Tech Deals Still Going Despite COVID-19 OutbreakBy MBN Staff | Tue, 03/31/2020 - 12:41
The world is going through a pandemic and governments are fighting to strengthen their health systems at the last minute to avoid a huge drop in the economy. Yet, the world does not stop. Business keeps running and big tech companies do not sit around and wait.
Vivendi just closed the sale of a 10 percent stake in Universal Music Group (UMG) - home to Drake, Imagine Dragons and Ariana Grande - to a Tencent-led consortium in a deal that valued UMG at US$33 billion. The French conglomerate, in which billionaire Vincent Bollore’s holding company has the biggest stake, said it would now examine the possible sale of other minority interests in UMG, with an initial public offering (IPO) of those assets planned for early 2023.
The now closed deal allows UMG and Tencent to expand in a recovering global music market. It gives Tencent more access to US artists, while UMG can tap into the Asian market, including big-selling “K-Pop” Korean pop stars. Although Tencent Music’s user base is nearly three times that of Spotify, it has fewer paying users. Earlier this month, Tencent Music warned it would likely see “much softer” first-quarter revenue growth due to the COVID-19 outbreak.

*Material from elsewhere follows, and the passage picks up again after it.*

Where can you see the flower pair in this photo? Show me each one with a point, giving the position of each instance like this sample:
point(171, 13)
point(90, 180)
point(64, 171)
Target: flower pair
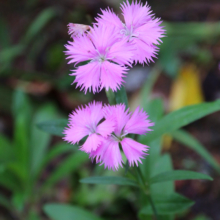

Meanwhile, Japan Display said it has finalized a deal to raise US$200 million from “an overseas customer,” which sources have said is Apple. “The US$200 fund will come in the form of the customer purchasing equipment at Japan Display’s main smartphone screen factory in central Japan,” the company said in a statement. As Japan Display owed Apple more than US$800 million as of last year for the US$1.5 billion costs of building the plant, the fund to be raised would be used for repayment, sources told Fortune.
Within sight is also Alibaba Group, which plans to buy at least 10 percent of Yunda Holding, marking the e-commerce giant’s fifth investment in a large courier, reported Reuters. Alibaba is looking to buy the stake from Yunda’s controlling shareholders - founding couple Nie Tengyun and Chen Liying, who own 52.19 percent of Yunda through their firm Shanghai LuoJieSi Investment Managemen. At the current market price, the stake would be worth at least US$790 million.